Genomate researchers also published a study using real-world data collected from several pediatric oncology centers between 2017 and 2020. Samples from 103 patients were analyzed using whole-exome sequencing or targeted panel sequencing and analyzed by the DDA algorithm. A molecular tumor board evaluated the results and approved use of DDA-selected treatments in 56 out of 72 actionable cases.
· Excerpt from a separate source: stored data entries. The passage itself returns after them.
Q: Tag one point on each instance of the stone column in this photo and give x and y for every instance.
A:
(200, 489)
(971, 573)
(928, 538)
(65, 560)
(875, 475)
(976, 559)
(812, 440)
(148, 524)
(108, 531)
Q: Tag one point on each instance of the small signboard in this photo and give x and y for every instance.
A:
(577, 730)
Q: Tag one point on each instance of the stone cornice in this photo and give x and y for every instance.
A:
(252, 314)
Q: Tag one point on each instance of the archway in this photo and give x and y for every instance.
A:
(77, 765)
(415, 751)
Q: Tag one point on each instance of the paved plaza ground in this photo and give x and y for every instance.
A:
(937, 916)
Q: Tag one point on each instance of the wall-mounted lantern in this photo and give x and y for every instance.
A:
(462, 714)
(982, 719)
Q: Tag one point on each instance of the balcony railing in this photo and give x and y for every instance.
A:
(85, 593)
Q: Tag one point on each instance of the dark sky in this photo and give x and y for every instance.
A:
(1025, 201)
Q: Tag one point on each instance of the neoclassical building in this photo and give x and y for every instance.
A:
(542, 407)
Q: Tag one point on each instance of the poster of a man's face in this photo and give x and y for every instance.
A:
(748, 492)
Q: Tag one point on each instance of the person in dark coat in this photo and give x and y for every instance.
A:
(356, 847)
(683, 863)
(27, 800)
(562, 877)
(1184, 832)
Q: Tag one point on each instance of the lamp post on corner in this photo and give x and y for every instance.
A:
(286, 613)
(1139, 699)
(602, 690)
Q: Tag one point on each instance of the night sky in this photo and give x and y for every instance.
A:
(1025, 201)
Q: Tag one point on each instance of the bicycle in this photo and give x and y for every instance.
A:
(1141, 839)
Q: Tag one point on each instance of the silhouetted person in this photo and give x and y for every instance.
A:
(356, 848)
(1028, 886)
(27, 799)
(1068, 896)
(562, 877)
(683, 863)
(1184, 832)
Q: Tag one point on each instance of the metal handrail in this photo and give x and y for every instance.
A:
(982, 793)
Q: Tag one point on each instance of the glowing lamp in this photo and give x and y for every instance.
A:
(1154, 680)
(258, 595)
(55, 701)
"Now we have evidence that these tools can be incorporated into clinical practice," said Doczi, pointing out that a tool like DDA may also be useful in mitigating discordance in results returned by different molecular tumor boards when provided with the same molecular profiles. For example, in one study where molecular tumor boards from 12 leading cancer institutes were asked to make treatment recommendations for simulated cases, the concordance rate was just 62 percent.
With these and other clinical and preclinical validation studies in hand, Genomate is now looking to partner with cancer centers and pharmaceutical companies to apply DDA to patient care and clinical research. "What we can provide is an aggregated evidence level score of each treatment option that can [help] an oncologist choose between available [treatment] options," said Petak. "Oncologists would benefit … because there are more and more clinical situations where there are multiple treatment options that have not been compared to each other in randomized clinical trials."
Genomate has established a second headquarters in Boston and is eager to partner with oncology clinics, particularly community practices. "Community oncologists are very important because we can help them provide precision oncology close to the patient's home," said Petak. "We can also empower molecular tumor boards to expedite treatment decisions. Eventually, we want to democratize access to precision oncology for all cancer patients."
The company believes its tool also has promise in optimizing patient selection for clinical trials by streamlining the process of identifying eligible participants. It is interested in exploring collaboration opportunities with pharmaceutical companies for drug discovery and companion diagnostic development.
Genomate offers DDA as a CE-marked Class I medical device in the EU and is working on further regulatory strategies in both the US and EU.